If only he knew that I was planning something spectacular for him, perhaps he would have been more cheerful. For his 30th birthday I took him to Ireland, where we got engaged. For his 40th birthday I took him to Italy, where our plane almost crashed, but we ate the most delicious food. I wanted to keep the tradition going for his next impending milestone birthday, but now we have kids, no money, and expired passports. However, unbeknownst to him I had signed him up for “AARP” and the laminated large-print beauty had just arrived in the mail.

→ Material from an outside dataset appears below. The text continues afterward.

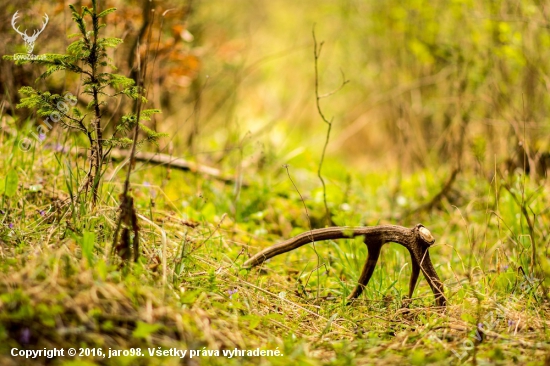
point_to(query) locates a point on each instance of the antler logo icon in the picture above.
(29, 40)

When I initially showed Jim the AARP brochure that came addressed to him, he dismissed it as junk. I, however, salivated at all the hotel discounts. So, I took the application, engraved his pertinent information with a Sharpie pen (social security number, credit card number, chances of survival…) and proudly forged his signature.

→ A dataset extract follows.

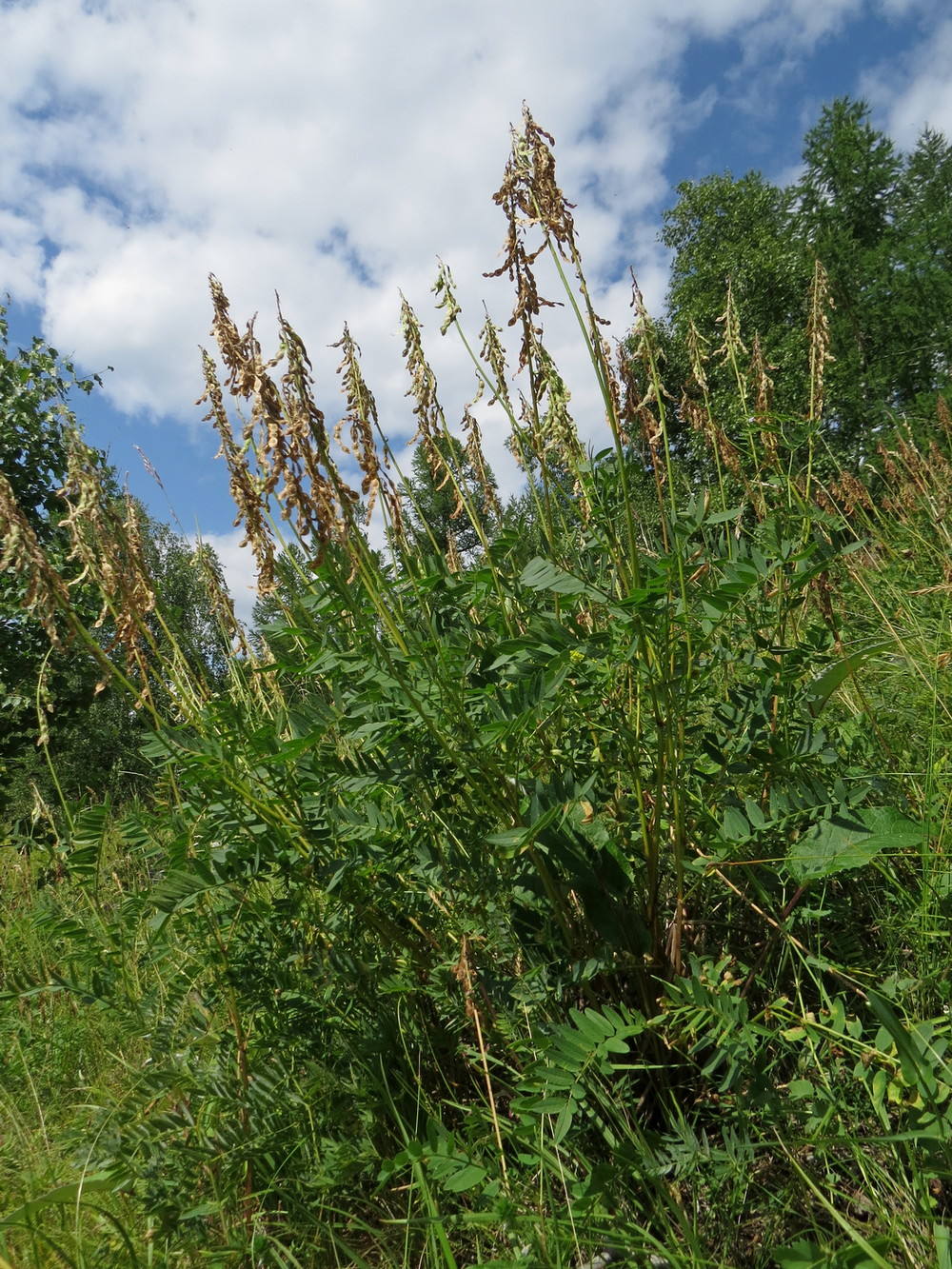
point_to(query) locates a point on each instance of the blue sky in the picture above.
(331, 149)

With AARP card in hand, I made reservations for the most exotic place on earth I could afford--the Ramada Inn on Route 46 in Wayne. Hey, at least there isn’t any bullet-proof glass protecting the front desk; at least I hope there isn’t. All that matters is that with the AARP discount I can get a non-smoking King for $29.99. Who wouldn’t want a piece of that?
I’m admittedly nervous because while we’ve never had a problem with long-distance travel, short trips have been a complete disaster. Years ago when we had just gotten married and our apartment had no heat, we spent the weekend at the Glenpointe Hotel in Teaneck until the furnace was replaced. I packed champagne, strawberries, Victoria’s Secret…When we got into our room, Jim jumped into the shower. As I uncorked the champagne I heard him scream like Janet Leigh in the shower scene from “Psycho.” I ran in to find blood trickling from his forehead; I looked around expecting to find Norman Bates, but instead I found the shower head nozzle lying guilty on the floor. Apparently it came flying off mid-shower and cracked Jim in the forehead.
After Jim’s frantic phone call, the front desk cordially re-assigned us to another room. Jim, dazed, confused and dripping wet, holding a hotel towel securely around his middle, and I carrying the luggage and an open bottle of champagne, followed the concierge two floors up to our new room.
As I unpacked, Janet Leigh screamed from the shower again! Can you believe the shower head flew off again and cracked Jim in the exact same spot? And that’s when his kidney stones kicked in.
The rest of the weekend was spent in the Emergency Room, Jim sedated on morphine, me licking the inside of an empty champagne bottle and eating strawberries with fungus beards. (Victoria’s Secret: she never came out of the suitcase all weekend.)